What does it sound like?

Shit is the quick answer.

Naw, not really.


If the whole ambient thing bores the hell out of you, then this is not for you. I made my friend a CD and he said, "Charles Ives' Unanswered Question." It has an uneasy feeling about it for sure. I did not intend that feeling, it just came out that way. I wanted restful and got the opposite. Go figure.

SIDEBAR: One night, at the Slide Mountain Inn in New York - a place where sleep was often difficult and creepiness was in the air- I put on some early mixes of the piece that I had done. There was my Mac Book, glowing in the corner, playing this odd, shall we dare say, "piano piece"(?) and I had to get up and turn it off. It was like a bad acid trip coming on. Tres creep city, kids.

The link on soundcloud. A short version.


Here's what I learned from it:

1. This piece should move me.

This seems so obvious, but in the fury of embracing what seems to be a new path of composing, it is easy to think more of the process than the end result. Forest for the trees, etc.

2. Regardless of the process or procedure, you should (must?) end up with the piece you intended.

At one point, I had followed the Eno formula exactly, but it wasn't working with the sounds I had chosen. The procedure then has to be flexible and altered a bit.
3. Know when you've gone down the rabbit hole.

Oh God. This should be on every piece of electronic equipment, software or gizmo which promises to revolutionize your sound and/or your playing. That pursuit is indeed going down the rabbit hole. But, in a composing sense, I have learned by many a trip down the proverbial hole that sometimes you are just wasting time and going nowhere with the piece. Do I know this or what? I am discursive by nature and this one rule burns brightly in my mind. In fact, I said this to a colleague Tuesday night. We have both been seduced by technology, software and new ways of writing.

4. Not every "interesting" idea is worth pursuing.

Musicians who feed on finding new ways of expressing themselves often fall in love with every idea that passes through their minds; as if the wandering mind is to be totally trusted. (Diversions of this nature at rehearsals are a great example.) Some ideas greatly benefit the music, others simply waste time. Separating good from bad- there's the rub.

5. Each sound (or chord or melody) must be interesting in and of itself.

Not so easy. The samples I used were dull when subjected to repetition, so I had to go in and either find a better sample or process the sample and make it more complex or "interesting" (there's that no man's land word again).

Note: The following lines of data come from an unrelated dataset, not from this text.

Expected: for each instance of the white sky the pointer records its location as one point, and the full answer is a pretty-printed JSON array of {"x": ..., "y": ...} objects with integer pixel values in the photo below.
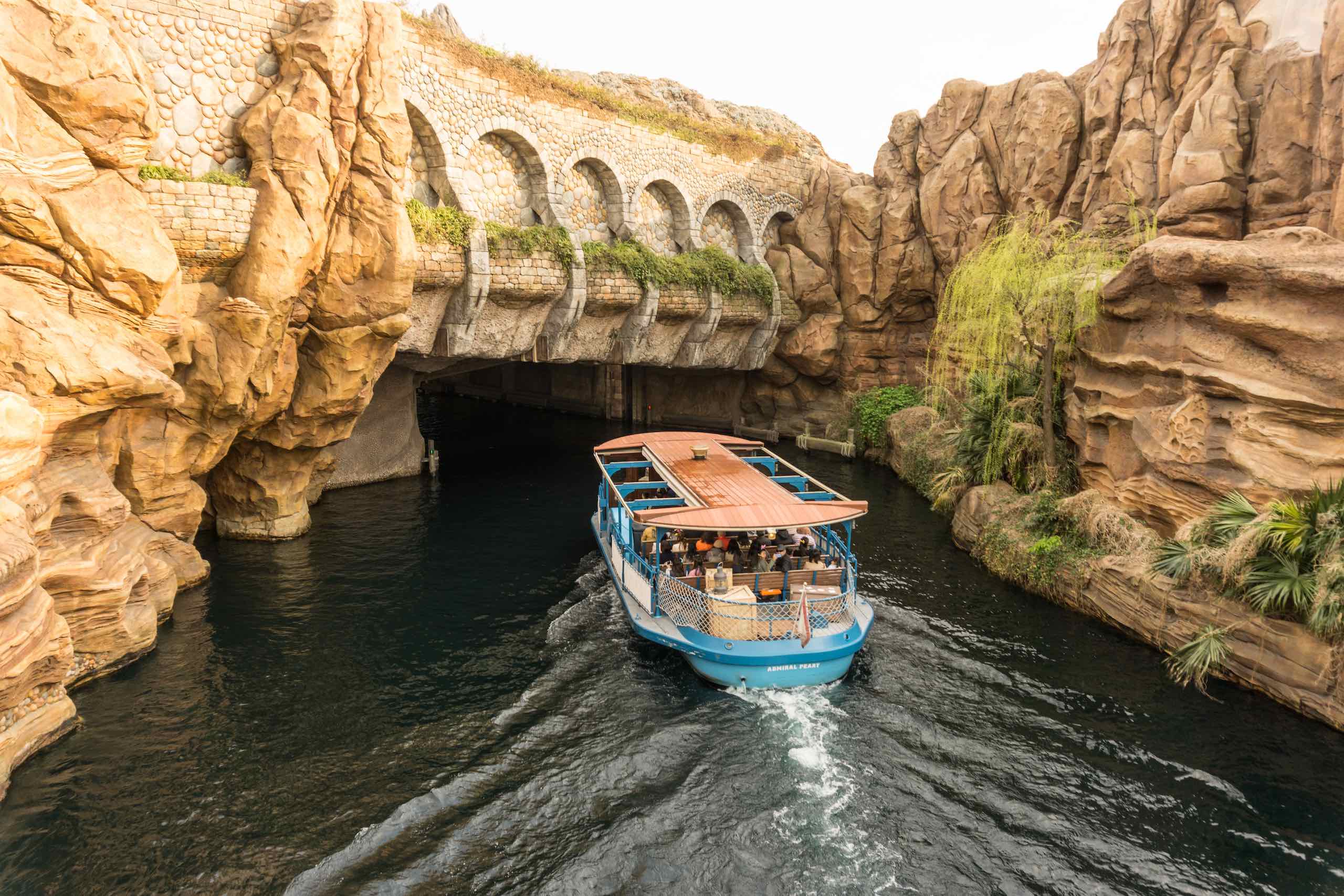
[{"x": 841, "y": 69}]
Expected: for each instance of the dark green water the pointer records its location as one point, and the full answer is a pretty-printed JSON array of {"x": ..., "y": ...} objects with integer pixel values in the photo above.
[{"x": 435, "y": 693}]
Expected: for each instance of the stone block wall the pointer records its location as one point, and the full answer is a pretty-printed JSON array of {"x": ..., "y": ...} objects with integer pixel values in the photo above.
[
  {"x": 479, "y": 144},
  {"x": 207, "y": 224},
  {"x": 440, "y": 267},
  {"x": 210, "y": 62},
  {"x": 743, "y": 311},
  {"x": 611, "y": 292},
  {"x": 680, "y": 303},
  {"x": 518, "y": 277}
]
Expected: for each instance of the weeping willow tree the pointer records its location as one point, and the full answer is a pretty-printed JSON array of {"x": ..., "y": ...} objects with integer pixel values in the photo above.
[{"x": 1015, "y": 305}]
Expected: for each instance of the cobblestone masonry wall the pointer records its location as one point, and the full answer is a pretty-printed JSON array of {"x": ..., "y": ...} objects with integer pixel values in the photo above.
[
  {"x": 718, "y": 229},
  {"x": 207, "y": 225},
  {"x": 214, "y": 58}
]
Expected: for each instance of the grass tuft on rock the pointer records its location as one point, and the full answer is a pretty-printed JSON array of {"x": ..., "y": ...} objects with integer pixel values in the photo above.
[
  {"x": 548, "y": 238},
  {"x": 526, "y": 76},
  {"x": 702, "y": 269},
  {"x": 869, "y": 412}
]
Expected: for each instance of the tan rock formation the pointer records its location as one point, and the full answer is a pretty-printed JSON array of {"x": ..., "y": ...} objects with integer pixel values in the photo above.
[
  {"x": 121, "y": 390},
  {"x": 1276, "y": 657},
  {"x": 35, "y": 649},
  {"x": 1215, "y": 366},
  {"x": 330, "y": 260},
  {"x": 1218, "y": 117}
]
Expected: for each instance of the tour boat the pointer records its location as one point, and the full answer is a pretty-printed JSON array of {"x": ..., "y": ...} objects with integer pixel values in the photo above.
[{"x": 779, "y": 629}]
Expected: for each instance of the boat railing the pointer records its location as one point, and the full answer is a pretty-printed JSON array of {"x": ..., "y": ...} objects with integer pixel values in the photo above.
[{"x": 754, "y": 620}]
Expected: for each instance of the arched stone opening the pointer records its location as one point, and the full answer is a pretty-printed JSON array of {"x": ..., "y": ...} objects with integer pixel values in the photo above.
[
  {"x": 593, "y": 196},
  {"x": 662, "y": 218},
  {"x": 425, "y": 178},
  {"x": 507, "y": 179},
  {"x": 726, "y": 226},
  {"x": 771, "y": 237}
]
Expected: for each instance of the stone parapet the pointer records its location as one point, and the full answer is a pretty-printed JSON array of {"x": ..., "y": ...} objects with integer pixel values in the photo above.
[
  {"x": 526, "y": 279},
  {"x": 680, "y": 304},
  {"x": 611, "y": 292},
  {"x": 207, "y": 224},
  {"x": 440, "y": 267}
]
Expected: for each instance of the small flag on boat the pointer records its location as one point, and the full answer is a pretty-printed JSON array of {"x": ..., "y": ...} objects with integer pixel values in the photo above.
[{"x": 804, "y": 618}]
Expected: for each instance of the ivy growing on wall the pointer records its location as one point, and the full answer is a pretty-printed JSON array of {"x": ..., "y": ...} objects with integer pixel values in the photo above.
[
  {"x": 869, "y": 412},
  {"x": 553, "y": 239},
  {"x": 440, "y": 226}
]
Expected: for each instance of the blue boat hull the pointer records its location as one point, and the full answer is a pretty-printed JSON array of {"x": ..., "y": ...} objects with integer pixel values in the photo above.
[
  {"x": 749, "y": 664},
  {"x": 795, "y": 671}
]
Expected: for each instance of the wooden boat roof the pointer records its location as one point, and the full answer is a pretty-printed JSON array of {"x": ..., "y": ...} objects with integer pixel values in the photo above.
[{"x": 725, "y": 492}]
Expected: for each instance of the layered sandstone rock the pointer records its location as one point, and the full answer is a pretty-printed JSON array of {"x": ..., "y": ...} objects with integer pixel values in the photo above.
[
  {"x": 87, "y": 288},
  {"x": 35, "y": 648},
  {"x": 1215, "y": 366},
  {"x": 121, "y": 388},
  {"x": 1221, "y": 119},
  {"x": 1273, "y": 656},
  {"x": 330, "y": 260}
]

6. Each sound should be able to bear repetition.

7. Dynamics are ok.

Wait a minute. Am I talking about being in a band here? Maybe, but dynamics are something that seem to be a lost art. Ditto tone color.

8.  Ask yourself, "What have I ended up with?"

9. Know when the piece is finished and when you are writing a new one.

The whole of revisions and mixing can lead to a rabbit hole of rewriting or writing a new piece. Have I wasted time on this before!

10. Restrictions are good.

Restraint, restraint, discipline, taste, balance. Wow, what a dinosaur am I.